Onder deze noemer hebben we de overvallen en de gevallen van zakkenrollen geplaatst die plaats vonden in de straatjes en steegjes van de verschillende Wase dorpen en gemeenten. Drie gevallen zijn bekend.

Rustige en donkere straten en  plaatsen waren in het algemeen het uitverkoren actieterrein van deze rovers en overvallers.

In de grote steden werd gepoogd maatregelen uit te vaardigen tegen deze criminelen door onder andere verlichting aan te brengen. Deze maatregelen kenden slechts beperkt succes.

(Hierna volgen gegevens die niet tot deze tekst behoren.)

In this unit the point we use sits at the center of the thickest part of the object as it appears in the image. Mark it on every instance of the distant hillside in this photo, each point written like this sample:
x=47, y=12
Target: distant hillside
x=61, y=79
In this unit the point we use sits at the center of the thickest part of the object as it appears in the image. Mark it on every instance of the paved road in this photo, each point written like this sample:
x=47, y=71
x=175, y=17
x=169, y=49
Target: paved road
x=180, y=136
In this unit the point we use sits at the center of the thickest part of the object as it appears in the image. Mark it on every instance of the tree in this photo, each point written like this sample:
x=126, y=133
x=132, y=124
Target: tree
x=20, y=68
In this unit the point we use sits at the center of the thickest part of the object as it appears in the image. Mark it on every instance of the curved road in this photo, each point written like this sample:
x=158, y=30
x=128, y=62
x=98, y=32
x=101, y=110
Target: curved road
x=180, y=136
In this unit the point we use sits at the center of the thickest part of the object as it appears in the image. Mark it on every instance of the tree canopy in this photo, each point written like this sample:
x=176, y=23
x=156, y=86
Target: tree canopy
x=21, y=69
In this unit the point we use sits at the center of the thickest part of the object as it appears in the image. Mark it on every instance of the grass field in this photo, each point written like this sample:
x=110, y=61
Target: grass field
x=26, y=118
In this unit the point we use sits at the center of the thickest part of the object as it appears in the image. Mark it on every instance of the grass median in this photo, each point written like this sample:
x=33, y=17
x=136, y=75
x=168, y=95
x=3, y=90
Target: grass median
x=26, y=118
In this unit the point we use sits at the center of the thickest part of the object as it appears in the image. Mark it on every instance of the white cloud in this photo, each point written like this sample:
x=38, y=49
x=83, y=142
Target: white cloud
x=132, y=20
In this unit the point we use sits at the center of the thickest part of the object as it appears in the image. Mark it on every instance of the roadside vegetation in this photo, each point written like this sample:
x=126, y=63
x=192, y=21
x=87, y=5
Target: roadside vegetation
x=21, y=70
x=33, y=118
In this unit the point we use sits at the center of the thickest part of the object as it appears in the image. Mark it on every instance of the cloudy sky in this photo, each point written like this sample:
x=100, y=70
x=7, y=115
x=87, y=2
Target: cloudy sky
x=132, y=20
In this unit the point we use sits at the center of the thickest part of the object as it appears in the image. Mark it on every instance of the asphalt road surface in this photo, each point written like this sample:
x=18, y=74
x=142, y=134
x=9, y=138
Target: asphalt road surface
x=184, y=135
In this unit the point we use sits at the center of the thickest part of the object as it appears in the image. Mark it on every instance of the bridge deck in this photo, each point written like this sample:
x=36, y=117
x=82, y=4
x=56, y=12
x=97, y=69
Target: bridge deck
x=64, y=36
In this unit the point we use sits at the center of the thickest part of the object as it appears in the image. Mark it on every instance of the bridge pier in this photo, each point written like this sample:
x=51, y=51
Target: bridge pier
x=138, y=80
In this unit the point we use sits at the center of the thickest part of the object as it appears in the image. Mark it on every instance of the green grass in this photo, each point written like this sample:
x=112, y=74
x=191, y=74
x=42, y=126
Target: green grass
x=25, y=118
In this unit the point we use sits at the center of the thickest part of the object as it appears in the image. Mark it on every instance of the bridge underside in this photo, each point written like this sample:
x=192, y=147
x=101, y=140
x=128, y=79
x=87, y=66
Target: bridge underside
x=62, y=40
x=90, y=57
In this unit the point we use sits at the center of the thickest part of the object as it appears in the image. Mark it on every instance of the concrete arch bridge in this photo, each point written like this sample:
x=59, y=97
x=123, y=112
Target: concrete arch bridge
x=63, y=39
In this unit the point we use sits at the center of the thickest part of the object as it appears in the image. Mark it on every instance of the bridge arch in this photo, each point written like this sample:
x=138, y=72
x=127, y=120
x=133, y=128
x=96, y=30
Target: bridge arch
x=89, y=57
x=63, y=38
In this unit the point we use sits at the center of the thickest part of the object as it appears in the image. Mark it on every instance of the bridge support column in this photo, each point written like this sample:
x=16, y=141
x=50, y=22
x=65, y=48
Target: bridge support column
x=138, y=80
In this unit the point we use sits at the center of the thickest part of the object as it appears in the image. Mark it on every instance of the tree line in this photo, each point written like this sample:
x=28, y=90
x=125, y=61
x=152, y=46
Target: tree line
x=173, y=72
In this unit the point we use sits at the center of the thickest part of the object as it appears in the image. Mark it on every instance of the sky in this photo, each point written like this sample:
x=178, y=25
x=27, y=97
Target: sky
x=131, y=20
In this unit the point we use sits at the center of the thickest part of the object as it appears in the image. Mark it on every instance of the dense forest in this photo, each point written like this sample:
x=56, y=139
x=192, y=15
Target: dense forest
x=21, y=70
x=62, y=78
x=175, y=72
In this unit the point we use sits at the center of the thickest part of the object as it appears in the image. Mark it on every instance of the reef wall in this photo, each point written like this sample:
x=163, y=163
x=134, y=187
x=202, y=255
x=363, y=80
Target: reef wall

Voorbeeld ter illustratie: Anthony De Block, een 48 jarige landman uit Temse was op weg naar de jaarlijkse kermis toen hij in een donkere steeg werd overvallen en men een paar van zijn dure zakdoeken en wat geld meenam. Het slachtoffer werd ontboden op het kasteel van Temse om bij de griffier zijn verhaal te doen. Een man uit Nieuwkerken was echter getuige geweest van de overval en op basis van zijn verklaringen en beschrijvingen werd spoedig een vreemdeling als dader opgepakt.[39]

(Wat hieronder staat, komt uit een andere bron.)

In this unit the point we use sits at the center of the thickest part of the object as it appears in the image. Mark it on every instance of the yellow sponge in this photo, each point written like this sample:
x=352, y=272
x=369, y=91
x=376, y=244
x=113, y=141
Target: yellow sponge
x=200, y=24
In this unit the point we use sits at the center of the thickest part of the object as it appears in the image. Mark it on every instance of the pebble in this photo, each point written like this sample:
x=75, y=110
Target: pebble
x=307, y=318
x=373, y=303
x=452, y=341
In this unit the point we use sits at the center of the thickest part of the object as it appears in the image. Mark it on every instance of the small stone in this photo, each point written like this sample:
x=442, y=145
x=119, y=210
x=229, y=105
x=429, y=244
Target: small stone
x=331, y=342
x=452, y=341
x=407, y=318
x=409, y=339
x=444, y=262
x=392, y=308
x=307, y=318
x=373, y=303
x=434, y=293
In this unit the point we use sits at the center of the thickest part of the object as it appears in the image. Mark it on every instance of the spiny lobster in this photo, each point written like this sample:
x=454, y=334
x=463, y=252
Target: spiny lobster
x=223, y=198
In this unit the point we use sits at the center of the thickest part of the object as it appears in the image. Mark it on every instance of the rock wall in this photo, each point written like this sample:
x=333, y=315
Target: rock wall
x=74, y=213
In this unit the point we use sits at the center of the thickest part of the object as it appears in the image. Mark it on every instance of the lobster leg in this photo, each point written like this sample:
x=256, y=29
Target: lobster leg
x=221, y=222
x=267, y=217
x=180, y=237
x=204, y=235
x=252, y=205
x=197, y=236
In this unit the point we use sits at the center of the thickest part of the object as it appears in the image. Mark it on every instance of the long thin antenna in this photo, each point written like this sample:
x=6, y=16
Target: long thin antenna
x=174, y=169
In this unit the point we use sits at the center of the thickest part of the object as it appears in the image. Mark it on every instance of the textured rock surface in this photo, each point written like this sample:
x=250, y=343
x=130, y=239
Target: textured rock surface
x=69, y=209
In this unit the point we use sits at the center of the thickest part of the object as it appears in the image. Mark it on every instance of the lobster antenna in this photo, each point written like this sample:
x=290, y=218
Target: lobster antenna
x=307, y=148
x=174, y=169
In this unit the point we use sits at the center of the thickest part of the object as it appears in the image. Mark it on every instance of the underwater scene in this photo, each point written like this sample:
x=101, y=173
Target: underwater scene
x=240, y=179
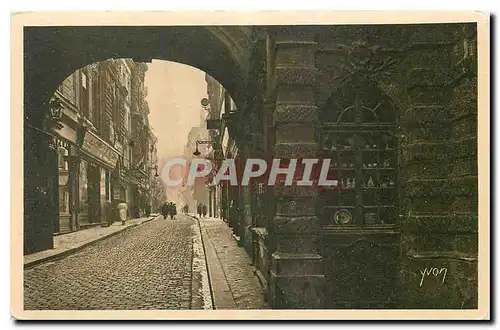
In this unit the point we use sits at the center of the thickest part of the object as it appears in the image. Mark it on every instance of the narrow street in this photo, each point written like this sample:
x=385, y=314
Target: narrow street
x=152, y=266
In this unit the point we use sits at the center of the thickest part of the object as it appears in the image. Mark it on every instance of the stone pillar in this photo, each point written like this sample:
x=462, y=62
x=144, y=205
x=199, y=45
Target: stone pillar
x=439, y=224
x=296, y=275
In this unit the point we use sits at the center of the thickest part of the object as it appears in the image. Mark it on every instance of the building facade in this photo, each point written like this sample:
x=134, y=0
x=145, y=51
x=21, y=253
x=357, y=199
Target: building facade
x=94, y=143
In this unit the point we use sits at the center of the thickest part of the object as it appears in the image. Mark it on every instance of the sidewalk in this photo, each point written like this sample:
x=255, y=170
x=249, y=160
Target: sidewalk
x=232, y=279
x=67, y=244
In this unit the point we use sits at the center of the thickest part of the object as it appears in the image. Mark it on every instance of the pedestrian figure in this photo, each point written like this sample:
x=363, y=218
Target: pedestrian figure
x=172, y=210
x=165, y=210
x=204, y=210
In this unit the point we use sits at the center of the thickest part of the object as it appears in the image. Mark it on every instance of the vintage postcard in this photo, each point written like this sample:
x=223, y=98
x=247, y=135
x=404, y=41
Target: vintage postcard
x=259, y=165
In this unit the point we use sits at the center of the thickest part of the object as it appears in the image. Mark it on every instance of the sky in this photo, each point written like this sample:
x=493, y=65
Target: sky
x=174, y=94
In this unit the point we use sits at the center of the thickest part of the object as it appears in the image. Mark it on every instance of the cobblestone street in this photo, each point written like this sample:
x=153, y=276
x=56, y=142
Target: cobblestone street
x=145, y=267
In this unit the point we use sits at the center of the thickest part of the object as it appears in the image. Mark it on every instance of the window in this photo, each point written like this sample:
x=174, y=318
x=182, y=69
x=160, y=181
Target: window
x=358, y=135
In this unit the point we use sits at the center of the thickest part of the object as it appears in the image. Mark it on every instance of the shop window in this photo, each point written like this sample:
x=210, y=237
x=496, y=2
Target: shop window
x=358, y=135
x=84, y=200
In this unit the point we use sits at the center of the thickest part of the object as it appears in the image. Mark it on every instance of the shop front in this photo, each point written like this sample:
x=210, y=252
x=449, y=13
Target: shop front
x=66, y=146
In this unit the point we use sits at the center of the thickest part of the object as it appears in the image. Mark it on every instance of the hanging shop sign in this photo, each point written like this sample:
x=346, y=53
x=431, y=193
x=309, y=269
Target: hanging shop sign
x=67, y=133
x=100, y=149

Soms gebruikten de overvallers een list om eerst het vertrouwen van hun toekomstig slachtoffer te winnen. Ze dronken er een glas mee of knoopten gewoon een gesprek aan. Eens het vertrouwen gewonnen, wachtten ze het juiste moment af om toe te slaan.

Voorbeeld ter illustratie: Marie Van Vlierberghen werd op weg naar Sombeke door twee heren aangesproken die haar met zoete woordjes een herberg inlokten en haar dronken voerden. Toen ze samen terug op pad gingen, werd de vrouw ineens met geweld omver getrokken en van haar geld beroofd.[40]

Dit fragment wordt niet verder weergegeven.